Oblak Ethan F, Lewis-Peacock Jarrod A, Sulzer James S
Department of Mechanical Engineering, The University of Texas at Austin, Austin, Texas, USA.
Department of Psychology, The University of Texas at Austin, Austin, Texas, USA.
PLoS Comput Biol. 2017 Jul 28;13(7):e1005681. doi: 10.1371/journal.pcbi.1005681. eCollection 2017 Jul.
Direct manipulation of brain activity can be used to investigate causal brain-behavior relationships. Current noninvasive neural stimulation techniques are too coarse to manipulate behaviors that correlate with fine-grained spatial patterns recorded by fMRI. However, these activity patterns can be manipulated by having people learn to self-regulate their own recorded neural activity. This technique, known as fMRI neurofeedback, faces challenges as many participants are unable to self-regulate. The causes of this non-responder effect are not well understood due to the cost and complexity of such investigation in the MRI scanner. Here, we investigated the temporal dynamics of the hemodynamic response measured by fMRI as a potential cause of the non-responder effect. Learning to self-regulate the hemodynamic response involves a difficult temporal credit-assignment problem because this signal is both delayed and blurred over time. Two factors critical to this problem are the prescribed self-regulation strategy (cognitive or automatic) and feedback timing (continuous or intermittent). Here, we sought to evaluate how these factors interact with the temporal dynamics of fMRI without using the MRI scanner. We first examined the role of cognitive strategies by having participants learn to regulate a simulated neurofeedback signal using a unidimensional strategy: pressing one of two buttons to rotate a visual grating that stimulates a model of visual cortex. Under these conditions, continuous feedback led to faster regulation compared to intermittent feedback. Yet, since many neurofeedback studies prescribe implicit self-regulation strategies, we created a computational model of automatic reward-based learning to examine whether this result held true for automatic processing. When feedback was delayed and blurred based on the hemodynamics of fMRI, this model learned more reliably from intermittent feedback compared to continuous feedback. These results suggest that different self-regulation mechanisms prefer different feedback timings, and that these factors can be effectively explored and optimized via simulation prior to deployment in the MRI scanner.

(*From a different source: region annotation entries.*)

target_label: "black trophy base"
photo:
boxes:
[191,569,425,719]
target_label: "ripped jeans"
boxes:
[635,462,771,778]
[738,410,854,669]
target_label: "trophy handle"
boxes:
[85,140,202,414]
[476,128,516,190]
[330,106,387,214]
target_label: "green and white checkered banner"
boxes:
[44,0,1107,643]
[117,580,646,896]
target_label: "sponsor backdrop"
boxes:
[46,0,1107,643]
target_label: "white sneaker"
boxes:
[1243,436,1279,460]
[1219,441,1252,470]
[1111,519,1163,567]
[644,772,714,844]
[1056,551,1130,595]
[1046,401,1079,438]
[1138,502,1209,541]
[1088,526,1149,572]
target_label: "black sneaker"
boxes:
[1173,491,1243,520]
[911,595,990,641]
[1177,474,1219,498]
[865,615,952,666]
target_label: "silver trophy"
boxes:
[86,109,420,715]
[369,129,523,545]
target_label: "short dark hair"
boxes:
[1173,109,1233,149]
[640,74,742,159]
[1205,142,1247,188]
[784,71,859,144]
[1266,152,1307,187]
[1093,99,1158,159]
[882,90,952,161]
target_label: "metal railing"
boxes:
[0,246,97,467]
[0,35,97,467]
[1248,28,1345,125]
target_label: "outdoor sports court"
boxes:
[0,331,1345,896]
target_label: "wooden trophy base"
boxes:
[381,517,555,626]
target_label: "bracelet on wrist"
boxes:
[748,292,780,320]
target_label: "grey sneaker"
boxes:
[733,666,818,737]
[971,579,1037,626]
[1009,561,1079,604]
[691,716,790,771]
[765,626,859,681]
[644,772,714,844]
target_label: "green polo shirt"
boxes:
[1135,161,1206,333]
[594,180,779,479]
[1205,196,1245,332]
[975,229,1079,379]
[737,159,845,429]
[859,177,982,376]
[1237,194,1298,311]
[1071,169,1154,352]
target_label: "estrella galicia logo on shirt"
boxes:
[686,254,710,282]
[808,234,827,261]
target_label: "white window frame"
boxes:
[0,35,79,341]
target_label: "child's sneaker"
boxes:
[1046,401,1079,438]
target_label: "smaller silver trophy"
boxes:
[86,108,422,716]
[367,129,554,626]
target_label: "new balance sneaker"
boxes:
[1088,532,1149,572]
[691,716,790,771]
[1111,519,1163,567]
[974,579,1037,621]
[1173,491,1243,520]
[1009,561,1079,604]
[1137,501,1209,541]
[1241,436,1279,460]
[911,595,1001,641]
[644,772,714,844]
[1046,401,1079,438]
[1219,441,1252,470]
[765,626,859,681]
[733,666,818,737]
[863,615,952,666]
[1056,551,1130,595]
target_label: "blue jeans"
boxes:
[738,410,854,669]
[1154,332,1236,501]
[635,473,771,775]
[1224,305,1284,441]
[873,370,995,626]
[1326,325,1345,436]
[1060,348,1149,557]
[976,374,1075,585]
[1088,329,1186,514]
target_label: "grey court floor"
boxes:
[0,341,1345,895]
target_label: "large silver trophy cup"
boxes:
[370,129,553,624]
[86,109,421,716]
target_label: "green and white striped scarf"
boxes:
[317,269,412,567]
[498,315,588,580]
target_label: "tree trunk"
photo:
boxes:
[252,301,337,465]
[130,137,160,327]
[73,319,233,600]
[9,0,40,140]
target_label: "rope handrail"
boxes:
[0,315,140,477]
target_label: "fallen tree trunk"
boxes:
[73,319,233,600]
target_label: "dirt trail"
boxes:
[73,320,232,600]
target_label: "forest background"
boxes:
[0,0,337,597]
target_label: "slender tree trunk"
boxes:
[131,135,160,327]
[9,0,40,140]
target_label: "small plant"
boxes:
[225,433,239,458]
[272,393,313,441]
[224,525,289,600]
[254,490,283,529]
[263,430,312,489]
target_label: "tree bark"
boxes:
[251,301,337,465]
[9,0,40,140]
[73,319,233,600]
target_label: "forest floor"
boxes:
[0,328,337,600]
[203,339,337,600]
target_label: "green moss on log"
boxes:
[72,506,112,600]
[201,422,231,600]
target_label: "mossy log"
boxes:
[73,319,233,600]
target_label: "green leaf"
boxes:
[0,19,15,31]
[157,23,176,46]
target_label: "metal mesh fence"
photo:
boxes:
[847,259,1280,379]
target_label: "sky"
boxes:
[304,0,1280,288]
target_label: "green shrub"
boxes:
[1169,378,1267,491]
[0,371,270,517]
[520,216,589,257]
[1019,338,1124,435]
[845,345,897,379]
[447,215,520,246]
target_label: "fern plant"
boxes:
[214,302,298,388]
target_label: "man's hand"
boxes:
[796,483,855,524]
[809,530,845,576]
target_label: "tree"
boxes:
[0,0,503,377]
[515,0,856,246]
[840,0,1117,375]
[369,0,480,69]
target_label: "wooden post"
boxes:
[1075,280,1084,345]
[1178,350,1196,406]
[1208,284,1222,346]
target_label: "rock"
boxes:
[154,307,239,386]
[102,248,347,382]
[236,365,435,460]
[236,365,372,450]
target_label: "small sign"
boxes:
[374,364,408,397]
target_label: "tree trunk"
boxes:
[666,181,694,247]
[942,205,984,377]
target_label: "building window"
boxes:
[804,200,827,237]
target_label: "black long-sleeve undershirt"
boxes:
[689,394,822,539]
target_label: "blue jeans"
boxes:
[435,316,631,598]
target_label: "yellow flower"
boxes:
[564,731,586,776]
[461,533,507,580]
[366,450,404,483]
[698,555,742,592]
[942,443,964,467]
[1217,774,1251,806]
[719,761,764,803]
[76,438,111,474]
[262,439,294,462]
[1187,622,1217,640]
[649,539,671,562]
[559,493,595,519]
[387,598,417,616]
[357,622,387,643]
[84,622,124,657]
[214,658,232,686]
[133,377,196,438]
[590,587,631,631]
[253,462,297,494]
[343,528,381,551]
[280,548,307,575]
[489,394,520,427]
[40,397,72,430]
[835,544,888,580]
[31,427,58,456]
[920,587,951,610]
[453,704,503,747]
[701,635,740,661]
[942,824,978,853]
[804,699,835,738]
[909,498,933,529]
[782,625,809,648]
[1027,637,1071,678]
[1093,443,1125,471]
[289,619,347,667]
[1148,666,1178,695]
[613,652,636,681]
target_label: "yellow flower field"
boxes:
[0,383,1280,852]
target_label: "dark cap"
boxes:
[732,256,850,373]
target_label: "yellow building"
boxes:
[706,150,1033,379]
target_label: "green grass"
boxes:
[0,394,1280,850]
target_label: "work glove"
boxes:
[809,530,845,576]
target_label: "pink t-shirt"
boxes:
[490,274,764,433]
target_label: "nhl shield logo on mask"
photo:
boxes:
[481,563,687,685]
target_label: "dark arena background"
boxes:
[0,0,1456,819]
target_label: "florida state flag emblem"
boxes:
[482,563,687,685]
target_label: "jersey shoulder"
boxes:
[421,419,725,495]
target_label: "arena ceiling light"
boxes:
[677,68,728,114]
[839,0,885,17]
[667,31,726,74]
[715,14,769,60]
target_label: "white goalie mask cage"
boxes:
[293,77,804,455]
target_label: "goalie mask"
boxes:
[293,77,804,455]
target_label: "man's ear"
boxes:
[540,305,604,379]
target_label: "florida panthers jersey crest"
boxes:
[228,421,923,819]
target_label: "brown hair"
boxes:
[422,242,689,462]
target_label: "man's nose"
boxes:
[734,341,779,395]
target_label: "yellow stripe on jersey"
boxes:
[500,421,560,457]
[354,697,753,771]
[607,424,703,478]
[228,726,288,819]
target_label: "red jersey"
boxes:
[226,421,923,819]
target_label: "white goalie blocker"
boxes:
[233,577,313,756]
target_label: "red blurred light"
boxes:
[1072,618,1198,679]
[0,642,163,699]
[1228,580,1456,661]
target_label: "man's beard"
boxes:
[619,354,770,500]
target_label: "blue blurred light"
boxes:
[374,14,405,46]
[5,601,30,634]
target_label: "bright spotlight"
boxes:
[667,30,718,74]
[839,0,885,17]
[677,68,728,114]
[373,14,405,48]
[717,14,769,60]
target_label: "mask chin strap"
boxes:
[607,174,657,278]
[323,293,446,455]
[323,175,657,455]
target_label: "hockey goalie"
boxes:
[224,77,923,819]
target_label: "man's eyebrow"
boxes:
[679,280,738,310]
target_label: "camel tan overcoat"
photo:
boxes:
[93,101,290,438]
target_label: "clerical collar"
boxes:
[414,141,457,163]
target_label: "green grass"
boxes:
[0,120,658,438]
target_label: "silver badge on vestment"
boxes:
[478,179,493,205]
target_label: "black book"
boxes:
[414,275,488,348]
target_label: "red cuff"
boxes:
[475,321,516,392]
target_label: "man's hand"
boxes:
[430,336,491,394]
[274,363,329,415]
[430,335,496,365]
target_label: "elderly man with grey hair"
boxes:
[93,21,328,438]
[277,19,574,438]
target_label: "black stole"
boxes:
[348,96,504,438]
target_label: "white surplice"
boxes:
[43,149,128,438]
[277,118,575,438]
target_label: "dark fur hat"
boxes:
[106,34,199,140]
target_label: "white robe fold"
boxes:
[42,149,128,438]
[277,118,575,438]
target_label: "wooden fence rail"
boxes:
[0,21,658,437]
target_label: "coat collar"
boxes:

直接操纵大脑活动可用于研究大脑与行为之间的因果关系。当前的非侵入性神经刺激技术过于粗糙,无法操纵与功能磁共振成像(fMRI)记录的精细空间模式相关的行为。然而,通过让人们学习自我调节自己记录的神经活动,可以操纵这些活动模式。这种技术被称为fMRI神经反馈,面临着挑战,因为许多参与者无法进行自我调节。由于在MRI扫描仪中进行此类研究的成本和复杂性,这种无反应效应的原因尚未得到很好的理解。在这里,我们研究了fMRI测量的血液动力学反应的时间动态,将其作为无反应效应的潜在原因。学习自我调节血液动力学反应涉及一个困难的时间信用分配问题,因为这个信号在时间上既延迟又模糊。这个问题的两个关键因素是规定的自我调节策略(认知或自动)和反馈时间(连续或间歇)。在这里,我们试图在不使用MRI扫描仪的情况下评估这些因素如何与fMRI的时间动态相互作用。我们首先通过让参与者使用一维策略学习调节模拟神经反馈信号来研究认知策略的作用:按下两个按钮之一以旋转刺激视觉皮层模型的视觉光栅。在这些条件下,与间歇反馈相比,连续反馈导致更快的调节。然而,由于许多神经反馈研究规定了隐式自我调节策略,我们创建了一个基于自动奖励学习的计算模型,以检查这个结果对于自动处理是否成立。当基于fMRI的血液动力学延迟和模糊反馈时,与连续反馈相比,这个模型从间歇反馈中学习得更可靠。这些结果表明,不同的自我调节机制偏好不同的反馈时间,并且在部署到MRI扫描仪之前,可以通过模拟有效地探索和优化这些因素。